Tunisie : à l'écoute des détenus touchés par les émeutes dans les prisons

18-02-2011 Interview

Il y a un mois, juste après le départ de l'ex-président Ben Ali, plusieurs émeutes éclataient dans les prisons tunisiennes. Jean-Michel Monod, chef de la délégation du CICR à Tunis, fait le point sur les visites aux détenus, évoquant aussi les récents départs de migrants vers l'Italie.

     
     
   
    Jean-Michel Monod      

          Depuis la reprise des visites du CICR aux détenus le 31 janvier dernier, avez-vous pu voir toutes les personnes arrêtées en lien avec les récents événements ?

Selon les termes de l'accord signé en 2005 avec les autorités tunisiennes, nous avons accès à toutes les personnes arrêtées et détenues en Tunisie, quelle que soit l'autorité détentrice. Pour le moment, nous avons pu nous entretenir avec des personnes qui ont été arrêtées en raison de leur participation aux pillages et aux violences, ainsi qu'avec d'anciens détenus. Nous aurons très bientôt accès à d'autres personnes arrêtées pour d'autres motifs liés aux récents événements.

  Quelles ont été les conséquences des émeutes dans les prisons tunisiennes mi-janvier ? Qu'avez-vous pu faire et prévoyez-vous une assistance ?  

     Selon les chiffres officiels communiqués par les autorités, 74 détenus sont morts et des dizaines de personnes ont été blessées. Quelques gardiens de prison ont également été blessés et il y aurait eu deux morts parmi eux. Certains lieux de détention ont été gravement endommagés. Parmi les milliers de détenus qui sont sortis de prison, beaucoup ont profité de l'ouverture des portes décidée par les autorités pour éviter un surcroît de violence. Leur nombre s'élèverait à 11 000, dont 3 500 environ seraient retournés en prison, selon les chiffres officiels.

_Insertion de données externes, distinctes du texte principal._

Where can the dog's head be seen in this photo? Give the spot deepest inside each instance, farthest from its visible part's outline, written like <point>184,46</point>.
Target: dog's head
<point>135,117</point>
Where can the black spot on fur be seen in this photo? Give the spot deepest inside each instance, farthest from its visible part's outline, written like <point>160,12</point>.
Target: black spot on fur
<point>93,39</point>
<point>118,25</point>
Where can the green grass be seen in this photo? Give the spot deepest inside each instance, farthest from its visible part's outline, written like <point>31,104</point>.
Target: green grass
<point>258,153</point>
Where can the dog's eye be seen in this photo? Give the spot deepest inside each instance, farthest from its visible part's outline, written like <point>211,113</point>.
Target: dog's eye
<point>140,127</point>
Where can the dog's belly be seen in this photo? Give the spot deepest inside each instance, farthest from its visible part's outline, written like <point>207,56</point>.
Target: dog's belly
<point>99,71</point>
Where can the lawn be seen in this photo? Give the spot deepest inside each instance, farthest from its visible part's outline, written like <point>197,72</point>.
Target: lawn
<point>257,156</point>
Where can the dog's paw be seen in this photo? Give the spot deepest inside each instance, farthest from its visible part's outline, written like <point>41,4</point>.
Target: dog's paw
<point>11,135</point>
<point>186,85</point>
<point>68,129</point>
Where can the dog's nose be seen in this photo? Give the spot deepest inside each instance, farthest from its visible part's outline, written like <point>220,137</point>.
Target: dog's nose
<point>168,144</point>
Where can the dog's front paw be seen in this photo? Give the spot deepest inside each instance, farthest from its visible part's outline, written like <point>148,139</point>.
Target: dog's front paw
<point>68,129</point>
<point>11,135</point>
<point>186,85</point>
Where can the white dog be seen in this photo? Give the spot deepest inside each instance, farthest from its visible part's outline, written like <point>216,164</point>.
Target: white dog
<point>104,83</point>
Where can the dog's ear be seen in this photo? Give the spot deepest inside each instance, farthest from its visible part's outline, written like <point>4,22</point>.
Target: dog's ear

Beaucoup de détenus, mais aussi des gardiens et des directeurs d'établissements, ont vécu des moments très difficiles pendant ces émeutes. Nous prenons donc le temps de les écouter. Il est en effet urgent d'améliorer la communication entre les uns et les autres.

Le CICR visite systématiquement tous les détenus dans toutes les prisons, en commençant par les plus touchées par la violence. Il discute de la situation qu'il a observée dans chaque établissement avec les autorités concernées du ministère de la Justice. Des solutions sont trouvées lorsqu'elles s'avèrent nécessaires.

Les autorités ont les moyens de subvenir aux besoins immédiats. Quant aux dégâts dans les prisons, ils sont en cours d'évaluation. Nous sommes disposés à aider les autorités à y faire face et no us en discuterons prochainement.

  En dehors de son travail en faveur des détenus, quelles sont les priorités du CICR dans le contexte actuel en Tunisie ?  

     Il y aura à terme un travail de formation à effectuer avec les autorités pénitentiaires et avec les forces de sécurité. Le CICR va aussi devoir renforcer son dialogue avec une société civile tunisienne en voie d'émancipation et dynamiser sa coopération avec le Croissant-Rouge tunisien.

  Quel regard portez-vous sur les départs de migrants tunisiens vers l'Italie?  

     Le changement de régime en Tunisie ne va pas créer des emplois du jour au lendemain, donc la pression sur les personnes sans emploi reste réelle. Et si une partie des forces de sécurité ou des gardes-côtes n'est pas à son poste, cela ne peut que favoriser le mouvement migratoire.

Les migrants quittant la Tunisie pourraient avoir besoin de rétablir le contact avec leur famille dans le pays. Nous sommes prêts à appuyer le Croissant-Rouge tunisien dans ce domaine.